The Adamson Jones team has 25 staff headed by Directors Simon Cooper and Nicholas Ferrar and the business has offices in Nottingham, Leicester and London. Both Directors will continue to work as part of the management team post acquisition.
In the year ending 31 March 2021, Adamson Jones generated revenue of c. £3.6 million.
Terms of the Acquisition
Under the terms of the Acquisition agreement, Gateley will pay consideration of £2.5 million (the “Consideration”). The Consideration, which will be paid in full on completion, will be satisfied as to 50% in cash and as to 50% by the allotment and issue of ordinary shares of £0.10 each of the Group (“Consideration Shares”).
The cash consideration is being funded out of the Group's existing resources. The Board expects the Acquisition to generate operational synergies and be immediately earnings enhancing.
Issue of the Consideration Shares
Further to the Acquisition, 543,668 Consideration Shares are to be issued. Application will be made to the London Stock Exchange for the 543,668 Consideration Shares to be admitted to trading on AIM ("Admission"). It is expected that Admission will take place at 8.00am on 13 January.
The Consideration Shares will rank pari passu in all respects with the existing ordinary shares of £0.10 each of Gateley (“Ordinary Shares”), including the right to receive all dividends declared, made or paid after completion.

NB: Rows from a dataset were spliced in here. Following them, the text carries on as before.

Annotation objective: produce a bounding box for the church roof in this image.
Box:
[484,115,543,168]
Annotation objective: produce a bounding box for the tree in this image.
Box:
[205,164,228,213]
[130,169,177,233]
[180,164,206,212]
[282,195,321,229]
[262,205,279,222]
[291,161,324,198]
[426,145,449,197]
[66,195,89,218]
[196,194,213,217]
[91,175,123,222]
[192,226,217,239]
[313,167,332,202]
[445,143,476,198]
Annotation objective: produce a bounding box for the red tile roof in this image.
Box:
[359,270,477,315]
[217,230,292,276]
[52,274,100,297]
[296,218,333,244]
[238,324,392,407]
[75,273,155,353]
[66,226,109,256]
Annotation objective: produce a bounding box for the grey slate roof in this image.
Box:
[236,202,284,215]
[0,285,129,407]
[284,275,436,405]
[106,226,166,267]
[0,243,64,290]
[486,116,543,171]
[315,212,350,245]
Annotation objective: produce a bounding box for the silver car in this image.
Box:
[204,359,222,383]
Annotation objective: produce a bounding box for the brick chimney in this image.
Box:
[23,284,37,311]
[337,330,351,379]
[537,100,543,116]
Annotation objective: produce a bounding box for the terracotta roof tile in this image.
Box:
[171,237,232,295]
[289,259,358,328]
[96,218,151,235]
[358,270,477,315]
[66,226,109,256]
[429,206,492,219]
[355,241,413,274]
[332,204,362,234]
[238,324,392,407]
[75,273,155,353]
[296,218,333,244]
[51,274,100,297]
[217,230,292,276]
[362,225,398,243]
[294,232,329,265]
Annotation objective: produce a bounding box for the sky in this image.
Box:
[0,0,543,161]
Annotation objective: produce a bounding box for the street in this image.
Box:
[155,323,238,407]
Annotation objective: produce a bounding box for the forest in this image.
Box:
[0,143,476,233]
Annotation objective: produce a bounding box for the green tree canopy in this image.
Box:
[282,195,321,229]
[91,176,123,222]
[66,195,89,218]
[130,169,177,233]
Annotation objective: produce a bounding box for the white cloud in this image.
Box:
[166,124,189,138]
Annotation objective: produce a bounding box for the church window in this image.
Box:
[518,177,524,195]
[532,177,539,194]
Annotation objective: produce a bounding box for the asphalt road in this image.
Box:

Following Admission, Gateley's total issued share capital will comprise 119,276,639 Ordinary Shares. This number may be used by shareholders in Gateley as the denominator for the calculations by which they will determine if they are required to notify their interest in, or a change in their interest in, the share capital of Gateley under the FCA's Disclosure Guidance and Transparency Rules.